Three years later, the end of the federal investigation into Zimmerman will probably be the final formal attempt for a conviction. Martin’s parents, through their attorney Benjamin Crump, told the Guardian they had no plans to launch a civil claim. Fulton said she would prefer to channel her grief into the foundation she established in her son’s honor. The Trayvon Martin Foundation helps support and advocate for families who have lost children to violence.

Crump himself has gone on to represent the families of Brown and Tamir Rice, the 12-year-old boy shot dead by Cleveland police, whose case has also been taken up by the Black Lives Matter movement.

And though change will certainly be hard-fought, the protesters’ regular marches, “die-ins” and events continue – and their demands are being heard. Earlier this week, the head of the nation’s largest police force, the New York police commissioner, Bill Bratton, told an audience during a Black History Month event that “many of the worst parts of black history would have been impossible without police, too.”

Just days earlier, the director of the FBI, James Comey, acknowledged in a major speech on race and law enforcement that Americans must accept that racism is the country’s “cultural inheritance” and that police officers must “get out of their cars” to overcome deep mistrust between minority communities and officers. During the address, Comey also called for better federal data collection, admitting that he couldn’t say with certainty how many Americans are shot by police each year.
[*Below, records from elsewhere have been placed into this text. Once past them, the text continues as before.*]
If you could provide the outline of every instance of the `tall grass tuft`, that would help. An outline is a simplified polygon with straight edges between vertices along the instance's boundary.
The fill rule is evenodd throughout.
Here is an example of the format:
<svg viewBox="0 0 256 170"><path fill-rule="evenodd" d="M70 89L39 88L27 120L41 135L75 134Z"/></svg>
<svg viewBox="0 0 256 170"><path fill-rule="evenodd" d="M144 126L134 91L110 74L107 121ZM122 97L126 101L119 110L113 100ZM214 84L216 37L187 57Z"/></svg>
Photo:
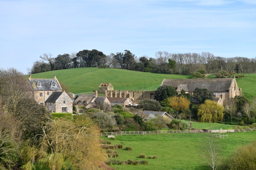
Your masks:
<svg viewBox="0 0 256 170"><path fill-rule="evenodd" d="M140 155L140 156L139 156L139 157L140 158L145 158L145 157L146 157L146 155L145 154L142 154Z"/></svg>
<svg viewBox="0 0 256 170"><path fill-rule="evenodd" d="M124 150L125 151L132 151L132 148L131 148L131 147L130 146L126 146L125 147L125 148L124 148Z"/></svg>
<svg viewBox="0 0 256 170"><path fill-rule="evenodd" d="M157 158L157 157L156 155L153 155L153 156L149 156L149 159L156 159Z"/></svg>

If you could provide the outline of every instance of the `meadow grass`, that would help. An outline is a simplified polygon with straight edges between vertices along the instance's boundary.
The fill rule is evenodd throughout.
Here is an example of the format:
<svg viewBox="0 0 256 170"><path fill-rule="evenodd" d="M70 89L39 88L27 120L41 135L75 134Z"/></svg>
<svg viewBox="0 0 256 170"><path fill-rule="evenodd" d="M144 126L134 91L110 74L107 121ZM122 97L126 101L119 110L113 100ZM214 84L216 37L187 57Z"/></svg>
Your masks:
<svg viewBox="0 0 256 170"><path fill-rule="evenodd" d="M236 148L256 139L256 131L227 133L228 137L218 138L221 145L221 161L225 161ZM156 159L143 159L148 165L110 165L116 169L210 169L202 154L208 134L161 134L116 136L113 144L132 148L116 150L117 160L141 160L139 156L156 155ZM106 140L110 140L107 139Z"/></svg>
<svg viewBox="0 0 256 170"><path fill-rule="evenodd" d="M68 86L74 93L99 89L102 83L110 83L114 90L155 90L164 79L191 78L190 75L140 72L122 69L78 68L56 70L32 75L34 78L51 78L55 75L59 81Z"/></svg>

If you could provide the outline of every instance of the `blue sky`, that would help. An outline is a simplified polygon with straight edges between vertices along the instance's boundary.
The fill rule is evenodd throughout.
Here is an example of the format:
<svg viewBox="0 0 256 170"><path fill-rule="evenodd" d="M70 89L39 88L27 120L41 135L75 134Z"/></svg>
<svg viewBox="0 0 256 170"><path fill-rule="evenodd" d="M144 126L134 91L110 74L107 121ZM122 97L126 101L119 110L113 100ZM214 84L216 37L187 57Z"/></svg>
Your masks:
<svg viewBox="0 0 256 170"><path fill-rule="evenodd" d="M255 0L0 0L0 68L24 73L44 53L125 50L256 56Z"/></svg>

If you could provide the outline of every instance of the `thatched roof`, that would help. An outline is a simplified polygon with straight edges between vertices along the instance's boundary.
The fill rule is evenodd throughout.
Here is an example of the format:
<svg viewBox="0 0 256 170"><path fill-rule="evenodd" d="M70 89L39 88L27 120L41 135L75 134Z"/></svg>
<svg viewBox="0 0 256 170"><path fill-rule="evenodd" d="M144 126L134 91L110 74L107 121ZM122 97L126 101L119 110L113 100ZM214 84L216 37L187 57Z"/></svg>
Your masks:
<svg viewBox="0 0 256 170"><path fill-rule="evenodd" d="M205 88L213 92L228 92L233 78L204 79L164 79L161 85L172 85L176 89L181 85L187 92L193 92L196 87ZM185 88L184 88L185 87Z"/></svg>

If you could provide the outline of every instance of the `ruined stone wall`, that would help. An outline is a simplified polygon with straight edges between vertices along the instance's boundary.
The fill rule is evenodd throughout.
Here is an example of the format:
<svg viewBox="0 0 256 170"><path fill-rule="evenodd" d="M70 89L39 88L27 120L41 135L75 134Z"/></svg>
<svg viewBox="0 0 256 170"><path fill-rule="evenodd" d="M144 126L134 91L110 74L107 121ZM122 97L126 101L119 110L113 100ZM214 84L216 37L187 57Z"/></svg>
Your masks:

A federal investigation into Brown’s death at the hands of white police officer Darren Wilson is ongoing but news reports indicate the case will result in no prosecution. The Justice Department has also opened an investigation into Garner’s death at the hands of white police officer Daniel Pantaleo.

As Agnew, the Florida activist, said: “This country is not ready to acknowledge that George Zimmerman may have murdered Trayvon Martin and that this country made it possible.”